Case Study: Global payment schemes VISA and MasterCard have exhaustive fraud monitoring and reduction systems that use Big Data to analyse transaction meta data against things such as geography, channel, amounts, market segment and identify if something out of the ordinary happens, enabling detection of potential fraud down to the individual merchant terminal. Furthermore, these models are flexible to allow new aspects to be added within hours. By investing in Big Data programs, these organisations have increased their ability to analyse client transactions and have saved $2 billion annually in the areas of fraud monitoring and detection.
Data mining & analytics
One of the most powerful and common applications of Big Data is data mining, which uses statistical procedures to find unexpected patterns in data, which might include unexpected associations between variables or people who cluster together in unanticipated ways. For example, managers in a supermarket team might find that people who visit their stores in a particular region, on a particular night of the week are generally different from people who come at other times and places. The most common application of data mining, however, lies in the online advertising realm, where the volume of data is so considerable that it’s easy to adapt advertising to suit each user. This gives organisations the ability to tailor services to their customers’ preferences and behaviours.
Case Study: In recent years, Boeing has made significant progress in optimizing maintenance programs by applying statistical analyses of performance data as part of its work with operators and regulatory agencies.
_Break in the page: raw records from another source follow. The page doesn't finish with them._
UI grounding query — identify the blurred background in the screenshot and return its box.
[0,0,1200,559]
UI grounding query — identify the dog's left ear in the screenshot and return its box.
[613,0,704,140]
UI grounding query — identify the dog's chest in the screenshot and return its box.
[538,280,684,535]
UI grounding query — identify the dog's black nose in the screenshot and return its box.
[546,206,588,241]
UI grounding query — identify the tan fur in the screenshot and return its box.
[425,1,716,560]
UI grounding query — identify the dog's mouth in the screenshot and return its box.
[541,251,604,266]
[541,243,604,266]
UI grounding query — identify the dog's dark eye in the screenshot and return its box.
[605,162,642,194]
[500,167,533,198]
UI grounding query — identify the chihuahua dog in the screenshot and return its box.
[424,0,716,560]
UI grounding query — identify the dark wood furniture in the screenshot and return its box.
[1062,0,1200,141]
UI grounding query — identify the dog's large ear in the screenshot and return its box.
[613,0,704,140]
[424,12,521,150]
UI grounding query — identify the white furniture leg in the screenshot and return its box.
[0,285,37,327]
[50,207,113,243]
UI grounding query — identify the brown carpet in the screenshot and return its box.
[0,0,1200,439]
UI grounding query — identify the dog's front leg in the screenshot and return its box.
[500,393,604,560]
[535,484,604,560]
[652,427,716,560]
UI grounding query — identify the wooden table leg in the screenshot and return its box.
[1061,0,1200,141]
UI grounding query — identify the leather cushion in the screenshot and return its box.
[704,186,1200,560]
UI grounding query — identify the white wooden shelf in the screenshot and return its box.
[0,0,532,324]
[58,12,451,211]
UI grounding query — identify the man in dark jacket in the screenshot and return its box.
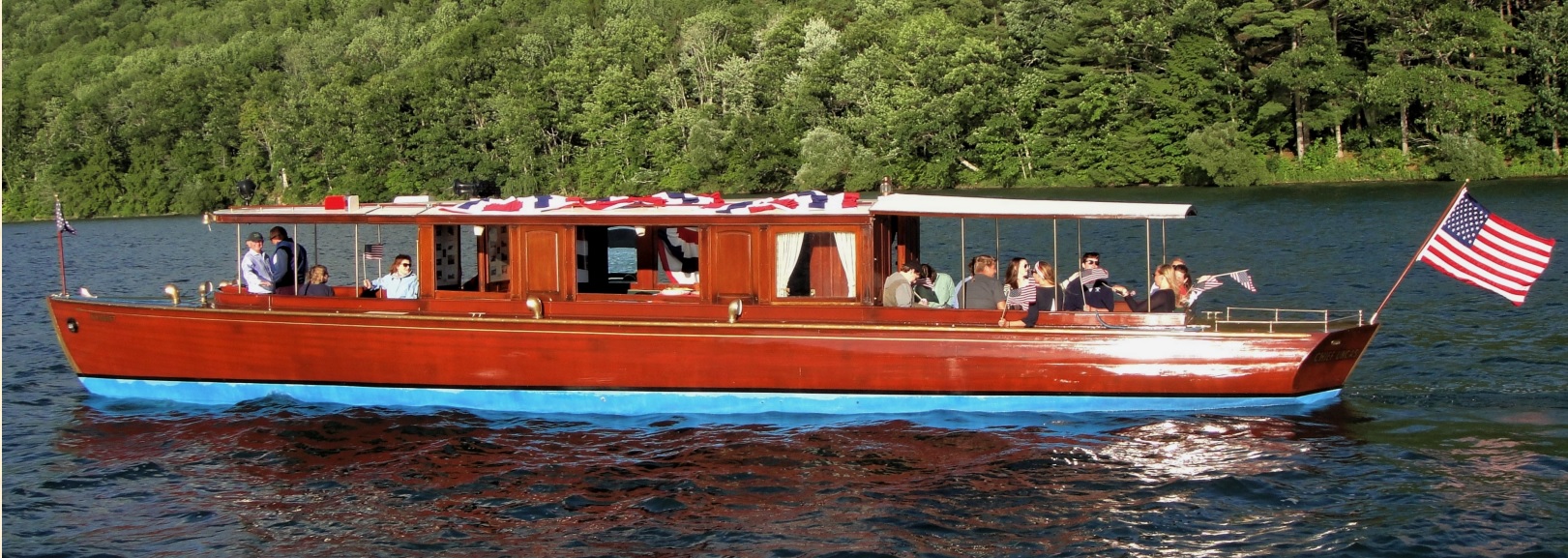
[270,227,311,295]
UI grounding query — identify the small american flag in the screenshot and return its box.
[55,197,76,235]
[1227,270,1257,293]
This process analyses data from every aspect of airplane maintenance lifecycle and uses a series of algorithms and advanced statistical analysis techniques to identify the optimum maintenance intervals for maintenance inspections. The statistical analysis also calculates the point where the cost of a scheduled maintenance inspection and the cost of schedule interruption are minimized.
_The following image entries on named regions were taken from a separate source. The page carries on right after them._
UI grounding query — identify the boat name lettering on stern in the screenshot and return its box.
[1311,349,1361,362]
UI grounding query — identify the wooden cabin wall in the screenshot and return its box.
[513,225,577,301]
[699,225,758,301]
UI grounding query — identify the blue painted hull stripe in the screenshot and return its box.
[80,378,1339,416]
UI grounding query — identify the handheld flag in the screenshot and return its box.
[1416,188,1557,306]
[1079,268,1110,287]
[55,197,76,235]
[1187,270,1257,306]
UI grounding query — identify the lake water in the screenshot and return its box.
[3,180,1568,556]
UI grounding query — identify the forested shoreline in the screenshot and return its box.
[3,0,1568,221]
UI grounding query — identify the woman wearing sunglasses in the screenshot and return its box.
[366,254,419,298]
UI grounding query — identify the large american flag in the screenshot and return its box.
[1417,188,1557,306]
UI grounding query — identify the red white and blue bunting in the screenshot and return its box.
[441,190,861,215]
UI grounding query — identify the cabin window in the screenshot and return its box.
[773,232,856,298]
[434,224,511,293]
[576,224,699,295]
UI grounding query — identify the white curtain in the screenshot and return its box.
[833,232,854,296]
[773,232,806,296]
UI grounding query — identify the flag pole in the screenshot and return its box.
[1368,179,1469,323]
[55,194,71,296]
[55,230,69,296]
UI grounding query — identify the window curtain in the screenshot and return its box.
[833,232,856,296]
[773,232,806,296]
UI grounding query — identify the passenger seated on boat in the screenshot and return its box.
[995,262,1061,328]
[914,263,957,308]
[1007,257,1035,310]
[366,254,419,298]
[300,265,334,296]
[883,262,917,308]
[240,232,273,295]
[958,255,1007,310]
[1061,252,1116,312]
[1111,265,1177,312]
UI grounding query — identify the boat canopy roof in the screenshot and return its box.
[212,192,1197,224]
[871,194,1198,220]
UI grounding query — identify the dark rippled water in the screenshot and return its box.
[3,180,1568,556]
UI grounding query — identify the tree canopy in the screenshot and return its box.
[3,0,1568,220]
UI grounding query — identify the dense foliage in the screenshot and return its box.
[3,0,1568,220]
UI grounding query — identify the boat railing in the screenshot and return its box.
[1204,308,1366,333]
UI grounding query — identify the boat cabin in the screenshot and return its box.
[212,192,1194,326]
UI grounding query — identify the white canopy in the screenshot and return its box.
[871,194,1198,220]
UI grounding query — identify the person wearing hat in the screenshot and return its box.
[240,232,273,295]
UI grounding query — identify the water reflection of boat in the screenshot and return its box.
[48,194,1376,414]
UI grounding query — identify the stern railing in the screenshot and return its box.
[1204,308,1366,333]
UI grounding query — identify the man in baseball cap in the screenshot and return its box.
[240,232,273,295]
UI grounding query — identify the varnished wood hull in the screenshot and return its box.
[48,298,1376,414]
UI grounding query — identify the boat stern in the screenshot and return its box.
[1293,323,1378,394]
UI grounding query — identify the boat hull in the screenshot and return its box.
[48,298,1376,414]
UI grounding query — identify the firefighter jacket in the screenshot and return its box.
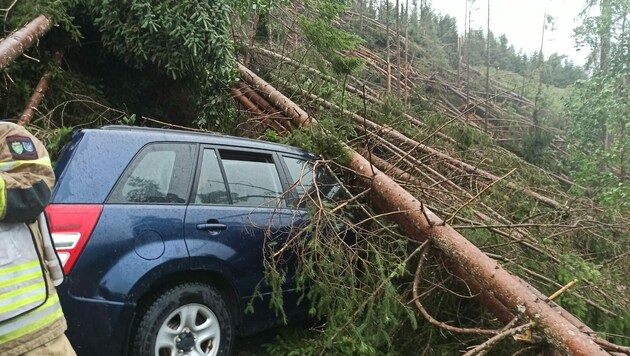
[0,122,66,356]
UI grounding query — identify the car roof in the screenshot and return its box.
[90,125,315,159]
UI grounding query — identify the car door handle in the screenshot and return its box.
[197,223,227,233]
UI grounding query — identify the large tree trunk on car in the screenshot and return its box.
[0,15,53,69]
[239,62,607,355]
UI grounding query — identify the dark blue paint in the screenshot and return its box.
[52,127,313,356]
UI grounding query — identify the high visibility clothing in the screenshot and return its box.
[0,122,66,356]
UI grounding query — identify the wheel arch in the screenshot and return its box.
[126,270,243,355]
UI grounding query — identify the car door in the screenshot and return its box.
[185,146,300,326]
[84,142,197,301]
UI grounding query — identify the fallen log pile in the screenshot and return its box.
[239,65,625,355]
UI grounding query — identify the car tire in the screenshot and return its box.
[131,283,234,356]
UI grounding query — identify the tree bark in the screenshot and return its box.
[17,52,63,126]
[238,63,309,125]
[239,67,607,355]
[309,90,568,211]
[0,15,53,70]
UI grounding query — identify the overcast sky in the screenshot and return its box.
[431,0,587,64]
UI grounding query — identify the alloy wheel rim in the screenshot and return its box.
[155,303,221,356]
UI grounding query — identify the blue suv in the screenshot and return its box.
[46,126,324,356]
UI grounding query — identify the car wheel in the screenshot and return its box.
[132,283,234,356]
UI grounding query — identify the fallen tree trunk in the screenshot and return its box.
[239,65,606,355]
[17,52,62,126]
[238,63,309,126]
[309,89,567,211]
[0,15,53,70]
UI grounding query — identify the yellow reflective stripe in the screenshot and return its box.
[0,282,46,302]
[0,290,47,314]
[0,271,42,288]
[0,176,7,219]
[0,294,63,345]
[0,156,52,172]
[0,260,39,275]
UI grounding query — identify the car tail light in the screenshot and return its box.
[46,204,103,275]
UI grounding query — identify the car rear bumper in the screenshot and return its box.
[59,288,135,356]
Predictive analytics is the crystal ball of big data. It represents a range of techniques that can be used to predict future events based on past observations. While people have been trying to predict the future since the advent of man, the size of Big Data and the sophistication of our predictive modelling capabilities have fundamentally changed the way that we look into the future.
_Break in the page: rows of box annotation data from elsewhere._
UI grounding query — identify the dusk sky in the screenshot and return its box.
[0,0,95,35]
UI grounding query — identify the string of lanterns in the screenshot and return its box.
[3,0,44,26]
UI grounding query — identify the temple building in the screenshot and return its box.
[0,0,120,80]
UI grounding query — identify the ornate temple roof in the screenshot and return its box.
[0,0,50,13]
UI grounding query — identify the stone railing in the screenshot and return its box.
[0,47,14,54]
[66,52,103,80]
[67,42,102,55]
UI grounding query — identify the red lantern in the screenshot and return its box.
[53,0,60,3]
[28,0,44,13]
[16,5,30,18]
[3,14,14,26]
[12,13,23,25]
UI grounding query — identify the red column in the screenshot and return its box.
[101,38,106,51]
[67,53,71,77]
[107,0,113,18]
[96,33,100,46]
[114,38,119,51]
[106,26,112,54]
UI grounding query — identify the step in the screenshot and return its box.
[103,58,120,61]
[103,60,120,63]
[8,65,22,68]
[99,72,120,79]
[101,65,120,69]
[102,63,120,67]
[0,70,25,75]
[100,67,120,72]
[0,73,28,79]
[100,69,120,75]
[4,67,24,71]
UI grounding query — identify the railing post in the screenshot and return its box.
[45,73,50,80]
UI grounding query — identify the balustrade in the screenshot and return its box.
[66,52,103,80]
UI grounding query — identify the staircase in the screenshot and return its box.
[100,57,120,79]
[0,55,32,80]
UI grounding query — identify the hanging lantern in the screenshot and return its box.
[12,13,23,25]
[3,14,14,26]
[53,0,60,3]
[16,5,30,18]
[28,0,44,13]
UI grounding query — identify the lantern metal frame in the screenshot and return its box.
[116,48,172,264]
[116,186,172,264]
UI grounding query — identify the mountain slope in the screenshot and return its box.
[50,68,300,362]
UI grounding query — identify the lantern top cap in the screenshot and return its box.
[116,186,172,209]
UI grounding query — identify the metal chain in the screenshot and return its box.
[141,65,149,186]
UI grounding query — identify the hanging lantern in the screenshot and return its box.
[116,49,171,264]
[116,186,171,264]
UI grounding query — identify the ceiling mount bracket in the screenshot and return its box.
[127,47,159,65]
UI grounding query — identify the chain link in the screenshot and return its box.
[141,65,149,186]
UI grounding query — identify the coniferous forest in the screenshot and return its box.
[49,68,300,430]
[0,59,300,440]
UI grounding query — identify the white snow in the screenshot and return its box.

Case Study: As shown in the book and the movie, Moneyball, where statistical analysis is used to assist the classification of a baseball player’s scoring ability. In the late 1990’s, Oakland Athletics were near the bottom of the major league in terms of their spend on talent acquisition and needed to recruit talented players at low cost. The standard that had been used by baseball recruiters for years was to look at things like batting averages, RBIs and runs batted in stolen bases. However, utilising the broader baseball data set, Oakland Athletics focussed more on on-base percentage and slugging percentage, two indicators they believed were better predictors of talent. Using this method they were able to secure some incredibly talented players who helped them consistently make the playoffs over a number of subsequent years.
The biggest challenge in implementing Big Data is determining the business value of the investment. Be sure of what you are trying to achieve and the reasons for it. And consider monitoring, statistical and predictive analysis as some key ways you can leverage big data for your business.